THIS volume repays attention for two reasons. The first is that it leaves the reader in no doubt about the ideology or intent of its subject; and, as Bruce Lawrence argues, bin Laden must be understood if he is to be defeated. The second is that it gives some insight into the Left’s understanding of ‘political Islam’. Lawrence believes that bin Laden’s terrorism is essentially a response to the West’s “much greater” terrorism. He quotes approvingly from Michael Mann: “Despite the religious rhetoric and the bloody means, bin Laden is a rational man. There is a simple reason why he attacked the US: American imperialism”. For Lawrence et al., the equation is simple: remove this reason and bin Laden’s war will cease.
It is true that bin Laden’s statements define his jihad as reactive: that is, as a legitimate response to Western aggression against Muslims, and one that will cease once its causes have been removed. But let us be clear about what he perceives those causes to be. They include the “Crusader-Jewish” presence in all the lands of Islam. By this he is not referring solely to the presence of US troops in Saudi Arabia, Iraq and Afghanistan, or to Israel’s incursions beyond its 1967 borders. He is referring to the entirety of Israel-Palestine, and (a tricky one for the EU) to Moorish Spain. Bin Laden goes further: “In our religion, it is not permissible for any non-Muslim to stay in our country” (emphasis added). Lawrence et al. might view giving bin Laden what he wants as a “rational” response to the threat of terrorism, but moral honesty requires that we call this solution what it is: ethnic cleansing as a mode of appeasement.
History, of course, teaches us that such fantasies can never be satisfied. And here we come to a second problem with Lawrence’s analysis, one he himself alludes to in his introduction but does not resolve. While “rationality” might tell us that bin Laden’s foe is “American imperialism”, bin Laden himself has an intriguing habit of telling us that his real concern is actually something else: what he calls “global unbelief”. The unbelievers are the Jews, the Christians, and more generally, the liberal, “permissive” societies of the West, epitomised by the US, although bin Laden is explicit in identifying the Jews as the root evil. There can be no permanent peace with the Jews, he states, and scripture demands their annihilation before the Day of Judgement may arrive. American society – its economy, media and politics – is subordinated to the Jews. More generally: “Every Muslim, from the moment they realise the distinction in their hearts, hates Americans, hates Jews, and hates Christians”.

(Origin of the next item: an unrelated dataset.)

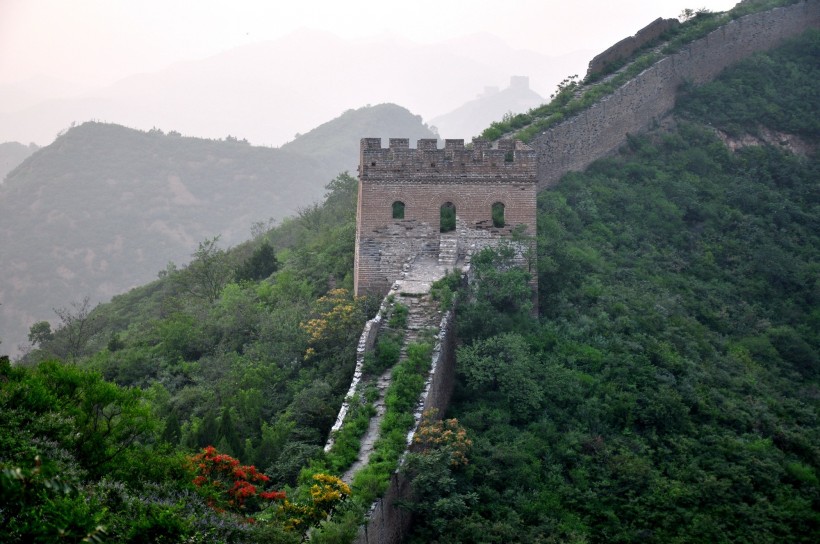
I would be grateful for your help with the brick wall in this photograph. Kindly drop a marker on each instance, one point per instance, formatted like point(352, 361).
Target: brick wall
point(626, 47)
point(639, 104)
point(423, 179)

Bin Laden is explicit in his view that the current war is “fundamentally religious”; the enmity is “doctrinal”. His societal ideal – his model for the restored Caliphate – is revealed to be Taliban-governed Afghanistan. Is this all merely a code for hostility to American imperialism? One of the statements included in this volume, dated from October 2002, sets out to answer directly the question “What do we want from you?”, and provides a helpful itemisation. “The first thing that we are calling you to is Islam”, bin Laden writes. His second and third points go on to refer to the irreligion and immorality of American society, and to the fact that, “rather than ruling by the sharia of God”, Americans “choose to invent your own laws as you will and desire”. American foreign policy does not get a mention until point four.
“I’m really not a fan of OBL”, Lawrence assures us in an interview press-released to coincide with the publication of this volume. Well, it’s good to clear that one up, Bruce, because I fear that “OBL” doesn’t like us very much either. But what are we to make of an analysis that sees “logic” in capitulation to bin Laden’s demands, when these include the Taliban as a model of good governance, support for the Indonesian butchers of East Timor, opposition to any Western intervention to prevent the genocide in Darfur, and the annihilation of the Jews? I am reminded of Nehru’s account of his meeting with French and British statesman during the Czechoslo-vak crisis of 1938. “Appeasement seemed to be a feeble word for it”, he wrote. “There was behind it not only a fear of Hitler, but a sneaking admiration for him”.